Глава первая
Ольшанский пришел в себя только к вечеру, когда в «Карамболь» вызвали врача Павла Сергеевича Максимова, благообразного мужчину профессорского вида с гривой седых волос и тонкими усиками. Надев очки в металлической оправе и уложив Толмача на кожаный диван, Максимов запер дверь кабинета, сделал несколько уколов и еще долго возился со сломанным носом пациента. Наконец наложил повязку на лицо, скинул белый халат, стянул с рук резиновые перчатки и уселся в хозяйское кресло. И задымил, как паровоз.
— Да, батенька, за все надо платить.
Врач скорчил скорбную рожу, будто заплатить предстояло именно ему. И назначенная цена оказалась непомерной.
— И сколько мне носить эту хренотень на лице? — Ольшанский глянул на свое отражение в зеркале и отшатнулся. — Я же в таком виде на людях не смогу появиться. Стыдно.
— Даже трубчатые кости срастаются за сорок дней, — пыхнул дымом врач. — А сломанный нос — это по нашим неспокойным временам просто царапина.

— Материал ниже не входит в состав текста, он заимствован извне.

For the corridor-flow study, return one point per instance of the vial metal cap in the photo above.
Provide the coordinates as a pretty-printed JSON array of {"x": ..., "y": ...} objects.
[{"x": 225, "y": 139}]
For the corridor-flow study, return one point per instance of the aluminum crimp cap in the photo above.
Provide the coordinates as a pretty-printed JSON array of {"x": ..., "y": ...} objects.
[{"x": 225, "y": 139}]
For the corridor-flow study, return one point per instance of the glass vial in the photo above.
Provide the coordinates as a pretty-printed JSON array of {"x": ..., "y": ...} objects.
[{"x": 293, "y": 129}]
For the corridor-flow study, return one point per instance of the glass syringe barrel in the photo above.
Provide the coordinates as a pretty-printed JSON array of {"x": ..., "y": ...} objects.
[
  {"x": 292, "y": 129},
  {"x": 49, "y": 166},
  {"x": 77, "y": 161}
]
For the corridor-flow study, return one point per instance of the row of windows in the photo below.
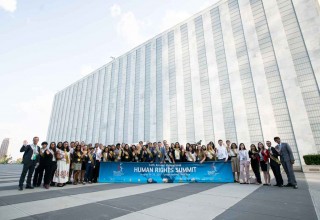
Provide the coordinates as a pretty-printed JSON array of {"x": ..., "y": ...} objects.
[{"x": 301, "y": 62}]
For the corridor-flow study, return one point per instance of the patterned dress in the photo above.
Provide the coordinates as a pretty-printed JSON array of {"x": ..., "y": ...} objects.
[{"x": 63, "y": 164}]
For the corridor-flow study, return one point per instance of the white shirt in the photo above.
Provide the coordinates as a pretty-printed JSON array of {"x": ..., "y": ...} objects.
[
  {"x": 222, "y": 152},
  {"x": 244, "y": 155}
]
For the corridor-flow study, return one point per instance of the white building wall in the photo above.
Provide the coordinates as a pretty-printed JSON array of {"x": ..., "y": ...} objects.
[{"x": 103, "y": 106}]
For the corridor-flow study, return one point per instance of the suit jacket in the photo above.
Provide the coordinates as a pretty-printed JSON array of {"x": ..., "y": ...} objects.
[
  {"x": 285, "y": 152},
  {"x": 27, "y": 149}
]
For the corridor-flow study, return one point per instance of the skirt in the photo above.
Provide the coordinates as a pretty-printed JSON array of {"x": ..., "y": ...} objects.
[
  {"x": 264, "y": 166},
  {"x": 62, "y": 172},
  {"x": 77, "y": 166},
  {"x": 235, "y": 164},
  {"x": 83, "y": 167}
]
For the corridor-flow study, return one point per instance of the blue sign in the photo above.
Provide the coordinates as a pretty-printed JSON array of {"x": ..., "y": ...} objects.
[{"x": 131, "y": 172}]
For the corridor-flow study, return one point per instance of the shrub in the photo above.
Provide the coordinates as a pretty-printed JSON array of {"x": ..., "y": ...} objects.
[{"x": 312, "y": 159}]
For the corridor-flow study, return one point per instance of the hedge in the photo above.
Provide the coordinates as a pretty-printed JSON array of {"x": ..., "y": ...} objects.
[{"x": 312, "y": 159}]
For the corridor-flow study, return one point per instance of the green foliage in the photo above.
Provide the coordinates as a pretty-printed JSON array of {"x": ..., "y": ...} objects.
[{"x": 312, "y": 159}]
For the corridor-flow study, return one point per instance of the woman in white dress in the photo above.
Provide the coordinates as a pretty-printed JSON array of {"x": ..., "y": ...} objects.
[{"x": 61, "y": 175}]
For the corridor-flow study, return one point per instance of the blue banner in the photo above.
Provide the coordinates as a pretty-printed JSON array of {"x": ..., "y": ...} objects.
[{"x": 130, "y": 172}]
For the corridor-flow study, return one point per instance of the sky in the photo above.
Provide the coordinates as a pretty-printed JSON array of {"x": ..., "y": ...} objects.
[{"x": 47, "y": 45}]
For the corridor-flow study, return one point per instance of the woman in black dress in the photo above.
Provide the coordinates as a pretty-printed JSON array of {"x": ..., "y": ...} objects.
[{"x": 255, "y": 162}]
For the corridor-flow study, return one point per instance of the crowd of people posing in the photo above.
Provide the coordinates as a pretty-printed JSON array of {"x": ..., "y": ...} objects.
[{"x": 58, "y": 164}]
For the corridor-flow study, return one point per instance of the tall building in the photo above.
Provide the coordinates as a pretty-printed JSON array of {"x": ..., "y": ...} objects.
[
  {"x": 243, "y": 70},
  {"x": 4, "y": 147}
]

Кстати, как я уже сказал, за все на свете надо платить.
— И кто-то это сделает. За все заплатит, — в ответ на собственные мысли процедил сквозь зубы Ольшанский, но намек врача понял. — Я сейчас.
Он долго копался в потайном ящике стола, наконец нашел, что искал, сунул в лапу Максимова несколько купюр. Врач разглядывал деньги, будто никогда не видел долларов, и недовольно качал головой. Он хорошо помнил собственный прейскурант и не собирался сбрасывать цену.

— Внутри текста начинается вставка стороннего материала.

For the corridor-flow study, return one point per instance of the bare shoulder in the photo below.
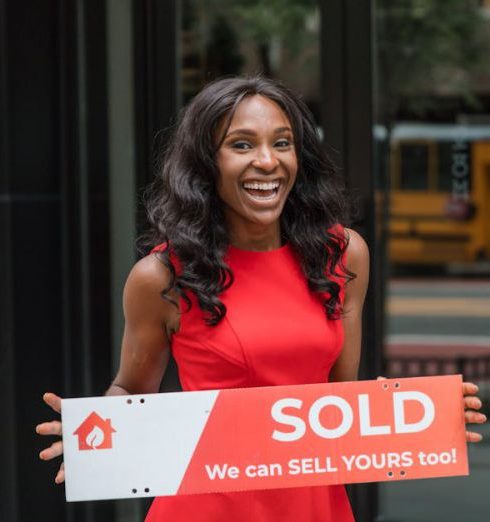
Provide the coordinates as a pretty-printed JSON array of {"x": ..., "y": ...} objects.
[
  {"x": 142, "y": 300},
  {"x": 357, "y": 252},
  {"x": 149, "y": 274}
]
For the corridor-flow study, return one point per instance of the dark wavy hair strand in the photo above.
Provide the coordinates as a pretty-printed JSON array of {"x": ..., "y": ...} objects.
[{"x": 185, "y": 211}]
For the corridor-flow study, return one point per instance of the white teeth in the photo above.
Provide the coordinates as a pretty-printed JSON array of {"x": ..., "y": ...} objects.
[{"x": 261, "y": 186}]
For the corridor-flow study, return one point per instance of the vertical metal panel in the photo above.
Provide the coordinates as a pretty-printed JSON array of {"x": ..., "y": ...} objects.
[
  {"x": 348, "y": 123},
  {"x": 8, "y": 447}
]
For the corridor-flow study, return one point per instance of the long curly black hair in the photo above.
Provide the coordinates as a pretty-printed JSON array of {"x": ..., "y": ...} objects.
[{"x": 186, "y": 213}]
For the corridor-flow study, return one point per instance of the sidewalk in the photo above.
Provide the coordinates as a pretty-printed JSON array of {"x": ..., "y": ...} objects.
[{"x": 458, "y": 499}]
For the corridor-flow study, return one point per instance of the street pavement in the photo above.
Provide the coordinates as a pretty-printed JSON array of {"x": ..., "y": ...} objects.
[{"x": 444, "y": 316}]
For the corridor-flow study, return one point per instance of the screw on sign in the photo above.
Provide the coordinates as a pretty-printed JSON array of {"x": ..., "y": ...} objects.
[{"x": 94, "y": 433}]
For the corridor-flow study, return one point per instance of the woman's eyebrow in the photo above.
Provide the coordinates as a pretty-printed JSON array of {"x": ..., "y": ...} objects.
[{"x": 250, "y": 132}]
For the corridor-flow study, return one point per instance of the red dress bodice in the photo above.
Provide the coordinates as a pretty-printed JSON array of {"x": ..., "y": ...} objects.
[{"x": 275, "y": 332}]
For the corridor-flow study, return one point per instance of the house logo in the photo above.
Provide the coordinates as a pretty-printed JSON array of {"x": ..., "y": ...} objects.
[{"x": 94, "y": 433}]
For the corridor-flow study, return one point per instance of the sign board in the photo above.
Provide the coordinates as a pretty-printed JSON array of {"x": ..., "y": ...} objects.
[{"x": 260, "y": 438}]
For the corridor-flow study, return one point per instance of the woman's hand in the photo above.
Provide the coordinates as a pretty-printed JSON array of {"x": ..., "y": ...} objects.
[
  {"x": 472, "y": 403},
  {"x": 52, "y": 428}
]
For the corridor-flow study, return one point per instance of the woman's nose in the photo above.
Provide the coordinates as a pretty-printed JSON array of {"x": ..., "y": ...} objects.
[{"x": 266, "y": 159}]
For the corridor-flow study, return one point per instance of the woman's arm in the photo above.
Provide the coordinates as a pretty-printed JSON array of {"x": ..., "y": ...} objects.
[
  {"x": 149, "y": 323},
  {"x": 357, "y": 261}
]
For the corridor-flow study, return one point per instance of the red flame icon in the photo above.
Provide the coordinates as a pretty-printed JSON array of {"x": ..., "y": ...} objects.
[{"x": 94, "y": 433}]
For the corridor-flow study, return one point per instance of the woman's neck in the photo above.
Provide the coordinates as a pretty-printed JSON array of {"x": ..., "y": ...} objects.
[{"x": 256, "y": 237}]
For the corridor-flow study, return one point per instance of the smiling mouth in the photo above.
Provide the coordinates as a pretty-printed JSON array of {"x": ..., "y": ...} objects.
[{"x": 262, "y": 190}]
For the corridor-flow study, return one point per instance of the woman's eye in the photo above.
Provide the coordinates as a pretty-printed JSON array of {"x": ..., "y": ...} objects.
[{"x": 241, "y": 145}]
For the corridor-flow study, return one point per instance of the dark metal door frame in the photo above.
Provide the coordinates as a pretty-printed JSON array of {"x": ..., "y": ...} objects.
[{"x": 347, "y": 120}]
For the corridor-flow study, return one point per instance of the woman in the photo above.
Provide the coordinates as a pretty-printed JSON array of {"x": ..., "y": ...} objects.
[{"x": 255, "y": 282}]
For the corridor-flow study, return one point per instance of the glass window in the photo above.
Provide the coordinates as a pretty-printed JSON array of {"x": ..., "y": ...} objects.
[{"x": 433, "y": 99}]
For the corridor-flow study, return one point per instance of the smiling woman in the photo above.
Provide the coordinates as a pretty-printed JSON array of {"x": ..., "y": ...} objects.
[
  {"x": 257, "y": 166},
  {"x": 254, "y": 280}
]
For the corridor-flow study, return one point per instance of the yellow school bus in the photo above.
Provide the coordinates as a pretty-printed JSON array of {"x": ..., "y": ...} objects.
[{"x": 439, "y": 199}]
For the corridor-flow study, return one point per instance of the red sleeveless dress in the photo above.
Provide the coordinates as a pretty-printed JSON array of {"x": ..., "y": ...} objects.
[{"x": 275, "y": 332}]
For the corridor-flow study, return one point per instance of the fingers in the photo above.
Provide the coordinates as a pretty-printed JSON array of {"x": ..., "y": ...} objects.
[
  {"x": 473, "y": 417},
  {"x": 471, "y": 436},
  {"x": 55, "y": 450},
  {"x": 472, "y": 402},
  {"x": 53, "y": 401},
  {"x": 49, "y": 428},
  {"x": 469, "y": 388},
  {"x": 60, "y": 476}
]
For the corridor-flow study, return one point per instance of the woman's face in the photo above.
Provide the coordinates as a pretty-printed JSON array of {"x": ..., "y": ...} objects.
[{"x": 257, "y": 164}]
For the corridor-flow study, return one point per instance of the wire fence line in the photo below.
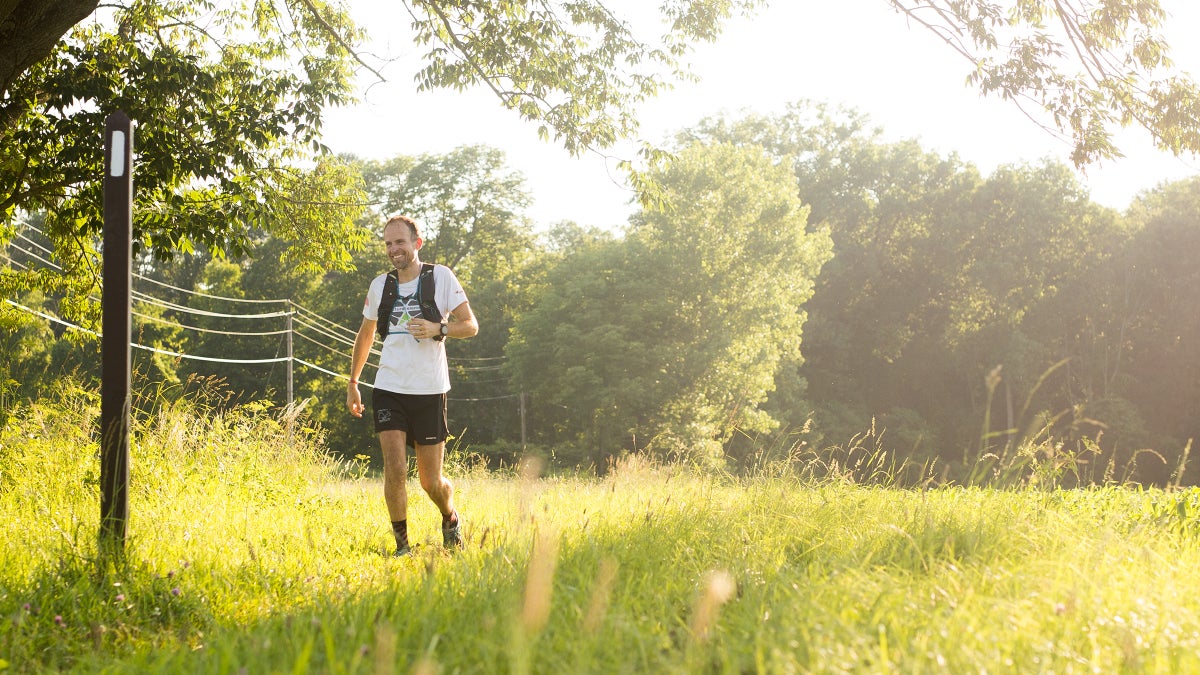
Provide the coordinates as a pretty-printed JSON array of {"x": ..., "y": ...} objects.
[{"x": 305, "y": 323}]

— Это, как я понимаю, за ваше личико. А за охранника, который сидел у входной двери? Я наложил ему несколько швов на затылок. Вы унижаете меня как специалиста. Я ведь не обслуживающий персонал из вашей бильярдной. Я врач первой категории.
Ольшанский со зла хотел ответить, что обо всех заслугах Максимова перед отечественной медициной теперь, когда того лишили диплома и практики, следует говорить в прошедшем времени. Действительно, был врач первой категории. А теперь он обслуживающий персонал, шестой номер. Но Толмач не сказал ни слова, только вздохнул и отсчитал еще три сотни.
— Вот, возьмите.
— А за маркера, которому вы прострелили ногу? Я ведь больше часа возился с его икроножной мышцей. Работал, как проклятый. Пуля прошла навылет. Хорошо, что не задета кость. Иначе…
Максимов взял многозначительную паузу. Понимай, как знаешь.
— Хорошо, — сдался Ольшанский и добавил еще несколько банкнот, про себя решив, что деньги за операцию выдерет с подстреленного маркера, когда тот немного оклемается и сможет, передвигая простреленную ходулю, работать. — Расценки у вас, Пал Сергеич, какие-то дикие. Грабительские.
— Зато соблюдена врачебная тайна, — ответил тот.
Три года назад Максимова поперли из городской клинической больницы и лишили права заниматься врачебной деятельностью за то, что он через одну из юных медсестер, свою любовницу, толкал на сторону амнапон и даже морфин. А для отчетности перед начальством где-то доставал пустые ампулы из-под наркотических препаратов. За большие взятки дело удалось кое-как с грехом пополам замять. Максимов перенес сердечный приступ, когда окончательно осознал, что его доходный налаженный бизнес, процветавший годами, накрылся, а путь в официальную медицину закрыт раз и навсегда.
Однако он не скис, не впал в уныние. Для начала, оформив развод, ушел от старой супруги, страдавшей сердечной жабой, оформил отношения с юной медсестрой и открыл на ее квартире что-то вроде частного лазарета.
Матерчатыми ширмами разделил единственную большую комнату на две половины. У окна поставил пару железных кроватей, где отлеживались больные. На другой половине проводил несложные операции: штопал ножевые ранения, накладывал шины, делал поздние аборты школьницам и шлюхам. Со временем дела наладились, подпольный бизнес встал на рельсы и покатил с бешеной скоростью, а клиентуры появилось столько, что Максимов, в былые времена не брезговавший никакими заработками, теперь даже отказывался от самых рискованных и сомнительных предложений.
Любимыми поговорками Павла Сергеевича стали: «Чудес на свете не бывает» и «За все надо платить». А жадным он сделался настолько, насколько вообще может быть жаден пожилой мужчина.